Then I realised it's literally hiding rendered text on the image itself.

Wow.

Qwuke•1h ago
Yea, as someone building systems with VLMs, this is downright frightening. I'm hoping we can get a good set of OWASP-y guidelines just for VLMs that cover all these possible attacks because it's every month that I hear about a new one.

Worth noting that OWASP themselves put this out recently: https://genai.owasp.org/resource/multi-agentic-system-threat...

koakuma-chan•46m ago
What is VLM?
pwatsonwailes•45m ago
Vision language models.

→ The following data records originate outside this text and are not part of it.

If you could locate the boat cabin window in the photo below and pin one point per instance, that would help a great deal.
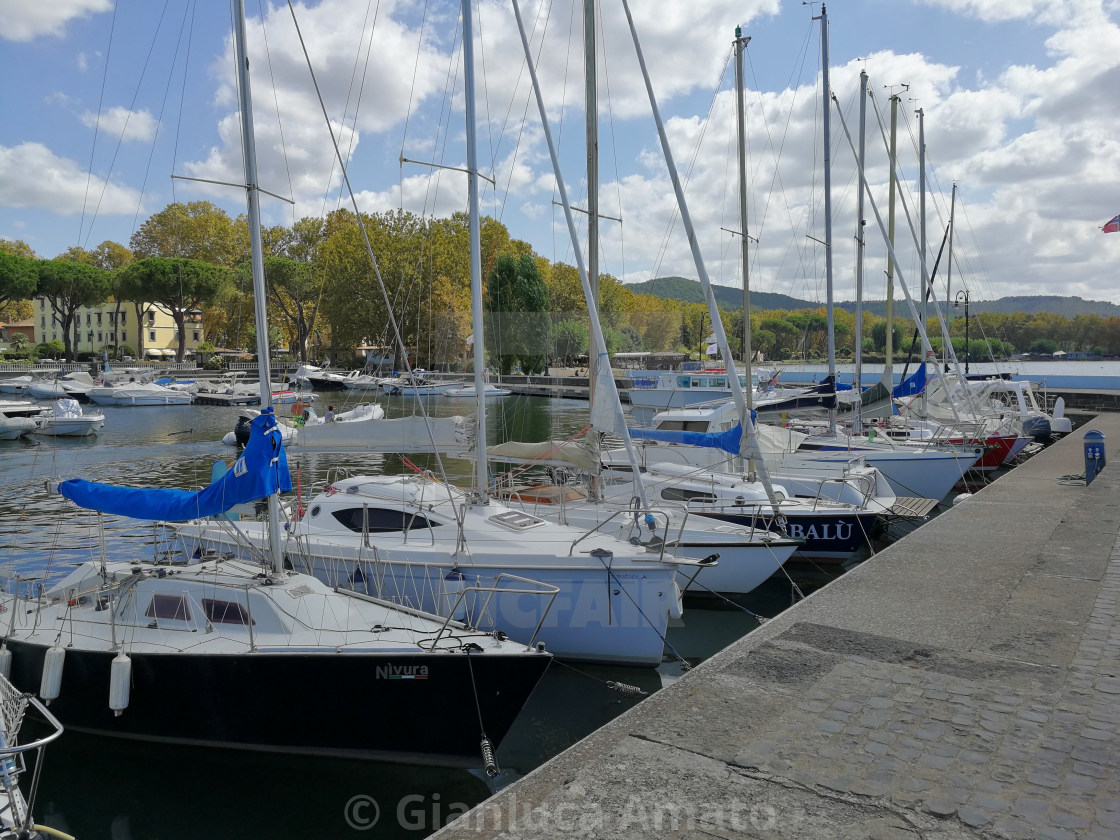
(683, 426)
(679, 494)
(168, 606)
(225, 612)
(381, 520)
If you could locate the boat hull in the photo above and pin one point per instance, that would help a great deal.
(831, 538)
(398, 708)
(617, 616)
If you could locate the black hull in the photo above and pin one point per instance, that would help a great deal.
(304, 703)
(823, 538)
(325, 384)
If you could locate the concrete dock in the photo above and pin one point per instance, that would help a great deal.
(962, 683)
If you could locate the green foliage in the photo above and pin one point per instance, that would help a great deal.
(518, 323)
(193, 231)
(570, 339)
(1043, 345)
(177, 286)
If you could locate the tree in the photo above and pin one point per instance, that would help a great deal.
(569, 341)
(177, 286)
(68, 286)
(294, 289)
(518, 322)
(19, 277)
(194, 231)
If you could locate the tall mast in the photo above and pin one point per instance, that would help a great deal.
(591, 130)
(482, 475)
(257, 252)
(921, 222)
(749, 434)
(890, 239)
(828, 204)
(949, 279)
(740, 45)
(606, 413)
(859, 250)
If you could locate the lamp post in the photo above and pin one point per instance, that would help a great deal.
(962, 299)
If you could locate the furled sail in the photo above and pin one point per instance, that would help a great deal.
(260, 472)
(727, 440)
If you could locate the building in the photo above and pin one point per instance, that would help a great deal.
(17, 327)
(103, 328)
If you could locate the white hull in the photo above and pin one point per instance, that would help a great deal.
(139, 397)
(614, 599)
(70, 427)
(14, 427)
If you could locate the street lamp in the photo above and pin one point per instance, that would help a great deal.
(962, 299)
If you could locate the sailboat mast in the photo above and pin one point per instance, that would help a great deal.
(257, 252)
(482, 475)
(828, 204)
(949, 280)
(606, 413)
(591, 130)
(591, 126)
(890, 238)
(860, 241)
(922, 244)
(740, 45)
(749, 434)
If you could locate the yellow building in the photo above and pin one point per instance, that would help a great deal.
(103, 328)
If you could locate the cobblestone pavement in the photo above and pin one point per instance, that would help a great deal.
(964, 683)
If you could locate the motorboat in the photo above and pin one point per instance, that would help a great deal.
(74, 385)
(65, 418)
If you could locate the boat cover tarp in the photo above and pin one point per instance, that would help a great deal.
(727, 440)
(547, 451)
(260, 472)
(911, 385)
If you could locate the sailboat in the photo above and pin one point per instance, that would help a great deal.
(746, 557)
(421, 542)
(16, 817)
(248, 654)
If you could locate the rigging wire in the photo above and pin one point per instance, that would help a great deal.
(93, 146)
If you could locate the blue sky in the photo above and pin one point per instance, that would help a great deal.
(1019, 101)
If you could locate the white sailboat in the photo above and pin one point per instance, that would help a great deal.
(746, 557)
(185, 652)
(419, 541)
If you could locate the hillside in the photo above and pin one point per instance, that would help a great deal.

Basically an LLM plus a vision encoder, so the LLM can look at stuff.
echelon•43m ago
Vision language model.

You feed it an image. It determines what is in the image and gives you text.

The output can be objects, or something much richer like a full text description of everything happening in the image.

VLMs are hugely significant. Not only are they great for product use cases, giving users the ability to ask questions with images, but they're how we gather the synthetic training data to build image and video animation models. We couldn't do that at scale without VLMs. No human annotator would be up to the task of annotating billions of images and videos at scale and consistently.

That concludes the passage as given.